Downhome
- Cover of the November 2022 issue
- Categories: Regional magazine
- Frequency: Monthly
- First issue: 1988; 38 years ago
- Company: Downhome Inc.
- Country: Canada
- Based in: St. John's, Newfoundland and Labrador
- Language: English
- Website: www.downhomelife.com
- ISSN: 1717-6786
- OCLC: 1083332463

= Downhome =

Newfoundland and Labrador magazine

Downhome, formerly The Downhomer, is a magazine published by a company with the same name monthly in St. John's, Newfoundland and Labrador, Canada.

==History and profile==
The magazine was started in 1988 with the name Downhomer Newspaper.

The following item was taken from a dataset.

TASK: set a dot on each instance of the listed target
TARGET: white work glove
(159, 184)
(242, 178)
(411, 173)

It focuses on lifestyle in Newfoundland and Labrador, with columns like Notes From Home, Family & Friends, Discovery, Healthy Living, Food & Leisure and features submissions by its reader in the forms of stories, poems, photos or letters. It is the largest paid circulation magazine in Atlantic Canada and is #31 among all paid circulation magazines in Canada. More than 50,000 copies of the magazine are published each month and are distributed worldwide. The magazine started as a tabloid publication in the Greater Toronto Area.

To complement the magazine, there are also two Downhome stores, one located in St. John's and the other in Twillingate. The company also sells items worldwide via its website and runs fundraisers for organizations and schools selling subscriptions and goods.